Я сунулся с тарелкой к печи, но бабка легко ударила меня полотенцем по рукам и взглядом указала на место за столом. Подчинился, а что еще оставалось делать? Когда на столе оказалась чашка с кашей и кружка с чаем, вышла мать, лицо серое, глаза красные с большими мешками. То ли не выспалась, то ли плакала, а скорей всего и то, и другое. Сердце защемило, хотелось в лепешку расшибиться, но добыть улыбку на ее губах. Жаль, что лепешка в моем исполнении, ее огорчит еще сильнее. Мать на ходу сделала пару глотков чая и поспешила одеваться, чтобы уйти. Я покосился на бабку, та и не думала ее останавливать, значит репрессии распространяются только на меня. Я тщательно жевал кашу, запивая ее маленькими глотками мятного чая, пытаясь придумать, как быть дальше.
— Ох, и дела у нас творятся, вчера к вечеру вся семья Магинов на раз померла, а те, что у нас за чекистов, твердят, что отравились, — бабка наиграно охала и кряхтела, во всю сопереживая трагедии, — а я вот думаю, брешут, как есть брешут. Отчего тогда мне тела не показали? Молчишь? А что ты сказать можешь, только есть и умеешь. Так вот я про тела, не показали они мне их, словно боялись, чего, вот я и подумала, что неспроста они померли. Явно дорожку кому перебежали, их и того… Лихие времена все спишут. Странно это все.
Когда закончился монолог, я подтвердительно промычал, хочет выговориться старушка, не стоит ей мешать.

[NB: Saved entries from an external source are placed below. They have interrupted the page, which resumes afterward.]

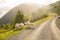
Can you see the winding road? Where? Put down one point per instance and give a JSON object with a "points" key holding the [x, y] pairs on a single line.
{"points": [[44, 31]]}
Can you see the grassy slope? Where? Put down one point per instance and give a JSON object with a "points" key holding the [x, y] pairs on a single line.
{"points": [[11, 32]]}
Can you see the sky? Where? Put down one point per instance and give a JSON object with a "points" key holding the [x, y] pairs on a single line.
{"points": [[6, 5]]}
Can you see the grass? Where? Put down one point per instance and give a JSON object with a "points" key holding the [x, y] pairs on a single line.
{"points": [[41, 20], [11, 32]]}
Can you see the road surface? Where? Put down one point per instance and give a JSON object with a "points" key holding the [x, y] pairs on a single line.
{"points": [[45, 31]]}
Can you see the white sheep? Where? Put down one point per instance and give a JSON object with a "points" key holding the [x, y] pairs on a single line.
{"points": [[19, 25]]}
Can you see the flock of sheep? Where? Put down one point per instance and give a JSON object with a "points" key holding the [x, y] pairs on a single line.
{"points": [[21, 25]]}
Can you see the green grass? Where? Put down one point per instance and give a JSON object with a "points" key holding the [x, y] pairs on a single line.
{"points": [[14, 31], [43, 19]]}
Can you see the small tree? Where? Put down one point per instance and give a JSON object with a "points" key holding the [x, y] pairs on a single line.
{"points": [[19, 17]]}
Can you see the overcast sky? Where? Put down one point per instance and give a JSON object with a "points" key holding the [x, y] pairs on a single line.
{"points": [[5, 5], [16, 2]]}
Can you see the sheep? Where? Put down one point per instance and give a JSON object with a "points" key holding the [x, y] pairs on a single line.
{"points": [[19, 25]]}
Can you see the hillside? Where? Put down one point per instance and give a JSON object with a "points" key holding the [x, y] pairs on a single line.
{"points": [[26, 8]]}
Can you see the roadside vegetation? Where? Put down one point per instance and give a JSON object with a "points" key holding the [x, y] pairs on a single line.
{"points": [[21, 22]]}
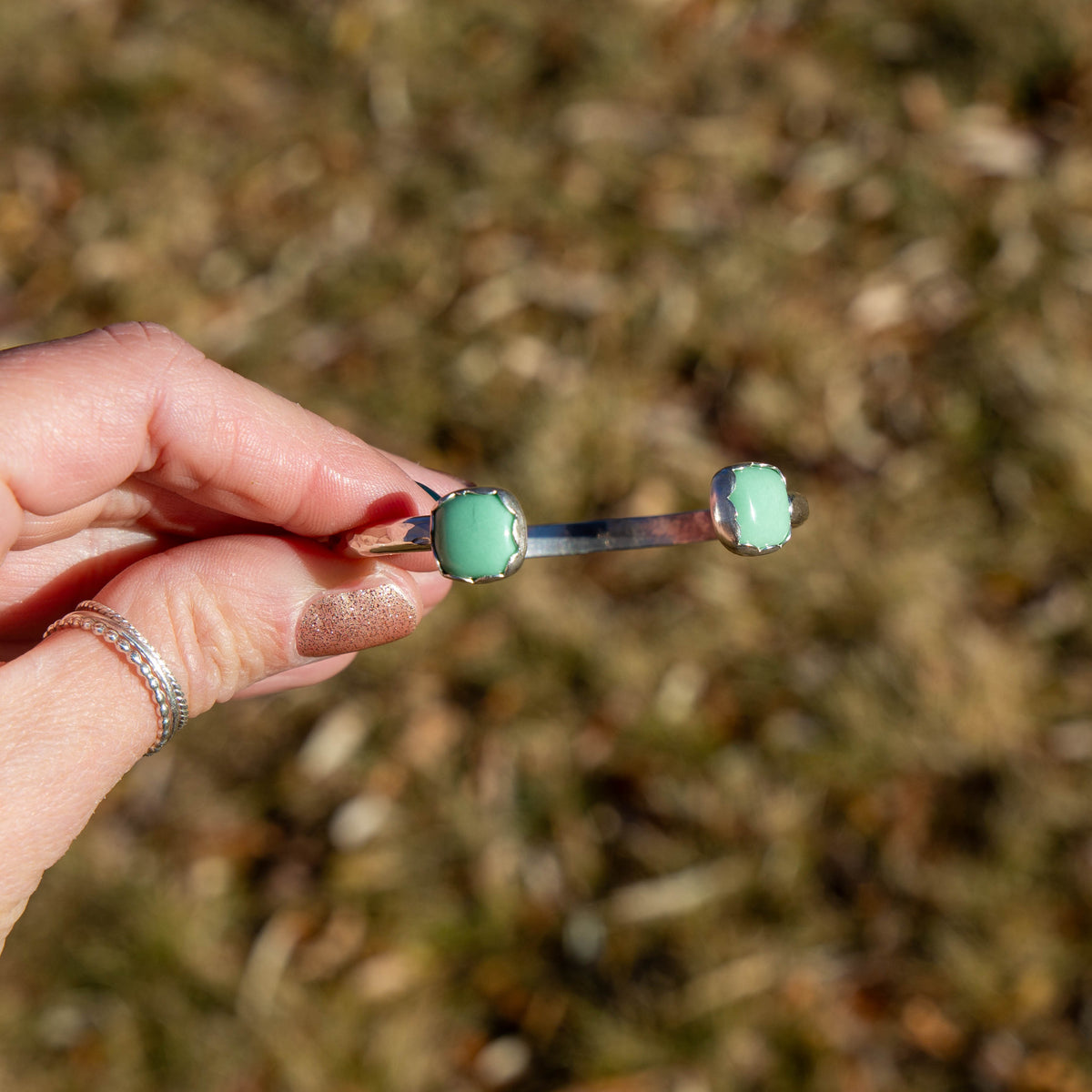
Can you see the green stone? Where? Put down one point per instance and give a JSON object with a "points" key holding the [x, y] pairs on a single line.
{"points": [[474, 536], [763, 507]]}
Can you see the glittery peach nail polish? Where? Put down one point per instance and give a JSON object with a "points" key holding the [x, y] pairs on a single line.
{"points": [[348, 622]]}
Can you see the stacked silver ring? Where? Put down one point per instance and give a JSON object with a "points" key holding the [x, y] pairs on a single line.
{"points": [[113, 628]]}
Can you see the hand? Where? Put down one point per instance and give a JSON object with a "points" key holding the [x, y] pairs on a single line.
{"points": [[196, 503]]}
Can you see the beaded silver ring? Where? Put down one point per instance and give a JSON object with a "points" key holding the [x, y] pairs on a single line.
{"points": [[167, 694]]}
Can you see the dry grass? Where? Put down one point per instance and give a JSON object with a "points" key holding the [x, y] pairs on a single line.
{"points": [[633, 824]]}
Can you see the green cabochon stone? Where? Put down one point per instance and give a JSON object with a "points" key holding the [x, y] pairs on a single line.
{"points": [[473, 536], [763, 507]]}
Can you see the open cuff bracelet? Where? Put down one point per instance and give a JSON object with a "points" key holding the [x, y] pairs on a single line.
{"points": [[480, 534]]}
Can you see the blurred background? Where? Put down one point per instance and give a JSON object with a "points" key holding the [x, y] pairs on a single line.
{"points": [[666, 822]]}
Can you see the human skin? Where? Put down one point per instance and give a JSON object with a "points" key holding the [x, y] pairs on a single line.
{"points": [[197, 503]]}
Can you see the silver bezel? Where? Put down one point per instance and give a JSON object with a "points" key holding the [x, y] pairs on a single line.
{"points": [[519, 531], [725, 519]]}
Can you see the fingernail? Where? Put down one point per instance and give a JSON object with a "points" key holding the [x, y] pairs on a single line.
{"points": [[360, 618]]}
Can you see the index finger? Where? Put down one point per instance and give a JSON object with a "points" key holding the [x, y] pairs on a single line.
{"points": [[86, 414]]}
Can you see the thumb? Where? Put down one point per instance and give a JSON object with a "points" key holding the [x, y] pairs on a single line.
{"points": [[223, 614], [229, 612]]}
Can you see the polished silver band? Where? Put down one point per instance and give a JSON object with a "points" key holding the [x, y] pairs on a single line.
{"points": [[113, 628], [721, 521]]}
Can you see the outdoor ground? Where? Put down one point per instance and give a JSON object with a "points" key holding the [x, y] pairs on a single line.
{"points": [[671, 822]]}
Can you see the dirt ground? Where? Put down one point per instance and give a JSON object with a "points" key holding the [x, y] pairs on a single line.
{"points": [[663, 822]]}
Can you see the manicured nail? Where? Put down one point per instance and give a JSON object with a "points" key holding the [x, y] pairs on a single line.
{"points": [[348, 622]]}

— Мычит он мне, корова не доенная. Кстати, коровы в упырей не обращаются, сосед говорил, видел, как одну застрелили, а она и умерла, не думая оборачиваться. Вот думается мне, надо бы какой-нибудь институт открыть, чтобы всю эту мракобесию изучать, только где нашим холуем, им бы только пузо набить, да тряпки покрасивее набрать. Власть, что с нее взять.
— Может уже изучают, — высказал я свое мнение.
— Эти, — она махнула рукой себе за спину, — точно нет. А те, что на ГЭСе засели, могут, они там к себе яйцеголовых затащили. А наши только воруют.
— Мертвому да голодному от знаний толку нет.
— Ай, им и сытым не до этого, поняли, что без башки упыри нежильцы и успокоились, а лечить даже и не пытаются.
— Думаете лечится?
— Запомни, сынок, в этом мире лечится все, — сказала безапелляционным тоном, словно последняя инстанция.
Я помолчал, не спорить же с ней, но бабка не унималась, продолжала рассуждать.
— Вот ты хоть раз задумывался, как зараза распространилась? — я отрицательно мотнул головой. По правде говоря, думал, но не так чтобы усердно, как-то не до этого было. Думал, вернусь в семью, там и получу все ответы на вопросы. Но вышло не совсем так… — ты, как большинство, близорук, видишь не дальше собственного носа. А тут, если немного подумать, все выглядит очень странно.
Она умолкла, чтобы я моментом проникся.
— Как думаешь, как эта зараза распространялась?
— Вирус, наверное, — неуверенно ответил я.
— Дубина, и так понятно, что вирус, я спросила, как распространился?
— Ну, скажем, по воздуху, или от прикосновений там, — высказал я ранее приходившие мне в голову мысли.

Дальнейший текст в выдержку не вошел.